I suppose that it really wasn’t a proper racing game, however, as the general idea in racing is not hitting other cars and fences and such, while the general idea in Flatout:UC was that driving a car through a shopping mall was a grand idea.
Need For Speed: Carbon, then, to get back to the subject of this post, is something of an oddity in that it represents the first time I’ve gone and sought out a racing game on my own, and also in that it’s more or less a proper racing game in that the goals in it are all organized around beating other cars to a finish line rather than beating them into submission.
There is a certain degree of destructive glee involved in running through bus stops and knocking over traffic signs and the like, I will admit, but it really isn’t the focus of the game.
I will admit that I am rather unqualified to judge it as a racing game. From a brief search around the Internet at large, I am given to understand that it is actually held in a certain distain by fans of the series, often pointed out as the point where the series Went Wrong. I cannot comment on this, nor will I look too critically at the plot, which revolves around your character – a once-infamous street racer, fallen prey to some as-yet-unspecified scandal, seeking to regain his reputation through a series of, uh, it’s a racing game so YOU guess how he needs to regain his reputation.

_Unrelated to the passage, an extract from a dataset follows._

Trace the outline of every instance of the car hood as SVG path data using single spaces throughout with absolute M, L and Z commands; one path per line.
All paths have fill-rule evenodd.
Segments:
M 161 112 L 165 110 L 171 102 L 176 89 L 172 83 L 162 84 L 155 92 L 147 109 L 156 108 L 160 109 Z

What I can say, however, is that it is quite pretty, even if somewhat mired in 2006-era graphical shortcomings like a lack of support for widescreen resolutions, and that being able to purchase a virtual version of the car I drive on a daily basis and drive it, again virtually, in ways that would get me arrested or – more likely – killed in real life, is a great deal of fun and well worth the meager price of admission.
In this, too, I suppose it differs somewhat from the traditional racing game career, where you start off with a terrible car and use it to earn as much money as possible so that you can buy a better car and repeat until you are eventually driving the sort of car that graces the bedroom walls of 12-year-old boys worldwide.
With this game, I started with a Mazda RX-8, drove it until I had the $30,000 needed to buy the Mazdaspeed 3, and plan to see how far I can get with it.
Oh, I did put flames on the side. That represents my sole concession, thus far, to the needs of my inner 12-year-old.